Neo4j Cypher queries EXPLAINed identically but warnings are generated just for one

Question

I have csv file containing a one-to-many relation where each element of type A is composed by one or more elements of type B but each element of B refers to only one element of type A.

An example:

   A   |  B   
-------------
   a1  |  b1
   a1  |  b2
   a1  |  b3
   a2  |  b4

I have already created the node in a neo4j graph and now I want to create an edge for these relationships.

I thought this query

LOAD CSV WITH HEADERS FROM "file:///file.csv" AS row
WITH row
MATCH (n:A {A_ID: row.a_id}), (t:B {BID : row.b_id})
MERGE (n)-[:HAS_CONNECTION]->(t);

but Neo4j prompts the following warning:

This query builds a cartesian product between disconnected patterns. If a part of a query contains multiple disconnected patterns, this will build a cartesian product between all those parts. This may produce a large amount of data and slow down query processing. While occasionally intended, it may often be possible to reformulate the query that avoids the use of this cross product, perhaps by adding a relationship between the different parts or by using OPTIONAL MATCH (identifier is: (t))

So I changed it to:

LOAD CSV WITH HEADERS FROM "file:///file.csv" AS row
WITH row
MATCH (t:B {BID : row.b_id})
WITH row, t
MATCH (n:A {AID: row.a_id})
MERGE (n)-[:HAS_CONNECTION]->(t);

and Neo4j does not complain.

However if I EXPLAIN both the queries the result is the same.

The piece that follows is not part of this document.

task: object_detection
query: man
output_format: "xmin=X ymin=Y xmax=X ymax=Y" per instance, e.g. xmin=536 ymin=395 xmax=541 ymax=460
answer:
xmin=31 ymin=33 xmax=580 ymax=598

Is neo4j useless complaining about the first query or there are effective benefits with the second?

InverseFalcon InverseFalcon · Accepted Answer · 2019-05-29T18:13:50

While the warning is true, the queries do build a cartesian product, that is fine in this case, as this is exactly what you want, n and t even if they aren't connected, and cardinality would be low in any case (likely 1, if these are unique nodes).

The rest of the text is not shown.